Hi Paulo, It's tricky when you start, I remember finding this all a bit confusing too!
On 25/01/2013 11:16, Paulo Matos wrote:
* Builds are the files created during a job.
My understanding is that a build is a specific, numbered run of a job.
So if a job triggers the creation of 2 files and 3 directories, that's the build and it exists in the workspace.
Well, the build is a number. Each build uses a workspace, and the job may create files in that workspace. Jenkins keeps a copy of the workspace for each build, unless you configure it not to...
Artifacts are files/directories that are stored by jenkins outside the workspace and can be copied between jobs.

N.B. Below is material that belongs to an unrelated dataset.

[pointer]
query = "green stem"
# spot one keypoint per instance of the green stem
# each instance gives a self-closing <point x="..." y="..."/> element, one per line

Indeed, although they're still tied to a build. An artifact might be "'mydist.tgz' from build number 10 of the 'make_things' job".
Now, if this is correct, how does it work when we say: 'keep a maximum amount of 5 builds'?
That means "keep up to 5 copies of the workspace, one for each build".
Does jenkins take a snapshot of workspace before a job is run
I think it's after...
and knows what was created during the job execution and makes that the build?
I believe it's just a copy of the workspace as it was, so no knowledge is used...
* If I have a job and create a tarball in a script to use as artifact, the tarball is created in workspace and then the artifact [tarball] is copied automatically by jenkins somewhere else.
If you configure the saving of artifacts as a post action.
However the tarball stays in workspace occupying precious space. How can I instruct jenkins that all that is made into an artifact should be removed from workspace?
I think this might be what you're after: https://wiki.jenkins-ci.org/display/JENKINS/Workspace+Cleanup+Plugin
* When I run a downstream job and copy artifacts from upstream into workspace/artifacts, is there a way to remove all the artifacts from previous build or this needs to be done manually through a script?